British Railways Regional Structure

The Transport Act passed on 6th August 1947 nationalising the railways became effective on 1st January 1948. On that date the Southern Railway, the Kent and East Sussex Railway, the North Devon and Cornwall Light Railway, the West London Extension Railway and the Weymouth and Portland Railway formed the British Railways Southern Region (commonly abbreviated to BR(S)).  In the case of the West London Extension Railway this was jointly with other BR regions. The headquarters of the Southern Region were based at Waterloo.

Somerset and Dorset Railway services were jointly run by BR(S) and BR Midland Region (BR(M)) then latterly BR Western Region (BR(W)) until closure.
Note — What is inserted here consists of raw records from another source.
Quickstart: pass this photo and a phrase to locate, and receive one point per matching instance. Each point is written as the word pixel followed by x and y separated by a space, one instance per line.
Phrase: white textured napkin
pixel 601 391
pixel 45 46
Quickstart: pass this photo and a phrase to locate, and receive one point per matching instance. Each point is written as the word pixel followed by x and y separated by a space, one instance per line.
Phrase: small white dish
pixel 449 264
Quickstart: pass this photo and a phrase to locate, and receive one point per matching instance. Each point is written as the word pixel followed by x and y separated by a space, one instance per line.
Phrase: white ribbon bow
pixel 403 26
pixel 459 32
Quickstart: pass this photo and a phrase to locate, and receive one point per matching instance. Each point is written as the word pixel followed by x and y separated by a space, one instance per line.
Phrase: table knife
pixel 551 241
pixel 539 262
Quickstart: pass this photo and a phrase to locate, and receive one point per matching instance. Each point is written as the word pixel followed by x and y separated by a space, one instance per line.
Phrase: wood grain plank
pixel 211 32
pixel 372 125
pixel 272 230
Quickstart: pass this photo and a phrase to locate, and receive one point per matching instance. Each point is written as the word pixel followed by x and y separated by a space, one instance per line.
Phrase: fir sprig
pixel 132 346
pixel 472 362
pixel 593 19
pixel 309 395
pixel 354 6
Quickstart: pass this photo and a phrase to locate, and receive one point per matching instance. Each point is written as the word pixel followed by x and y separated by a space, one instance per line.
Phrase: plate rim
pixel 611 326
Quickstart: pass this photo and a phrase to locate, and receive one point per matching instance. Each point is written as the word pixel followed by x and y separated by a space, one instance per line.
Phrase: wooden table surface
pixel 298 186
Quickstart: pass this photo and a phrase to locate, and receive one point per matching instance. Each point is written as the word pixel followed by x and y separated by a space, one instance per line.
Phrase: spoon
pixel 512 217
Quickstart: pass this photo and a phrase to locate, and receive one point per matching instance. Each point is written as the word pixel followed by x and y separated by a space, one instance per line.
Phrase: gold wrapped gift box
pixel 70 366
In 1950 the former SR and BR(S) lines in the West Country (i.e. west of Exeter) were re-assigned by the British Railways Board (BRB) to the BR Western Region BR(W). Running the services remained the responsibility of the Southern Region although the infrastructure was maintained by the Western Region. Full responsibility for these lines returned to the BR(S) in 1958. However in 1963 BR(S) lines and services in the West Country and on the main line to Exeter west of Wilton was handed over to the Western Region.  BR(W) promptly downgraded services on the former LSWR main line to the status of a secondary line and favoured their own but more circuitous and remote route via Westbury. Much of the former double track main line was singled.

On 4th January 1982 5 "business sectors" were formally created to run services although infrastructure, etc, remained the responsibility of the regions.  The majority of BR(S) services came under the control of the London and South East (Passenger) Sector.  Following the appointment of Chris Green as its Director the sector was re-branded amid much publicity as Network SouthEast on June 10th 1986.

On 29th April 1991 under the British Rail "Organisation for Quality" restructuring the regional structure was dissolved and full responsibility for all aspects of organisation and running the railway passed to the business sectors. The last vestiges of the Southern Railway effectively disappeared under this fundamental and far-reaching restructuring.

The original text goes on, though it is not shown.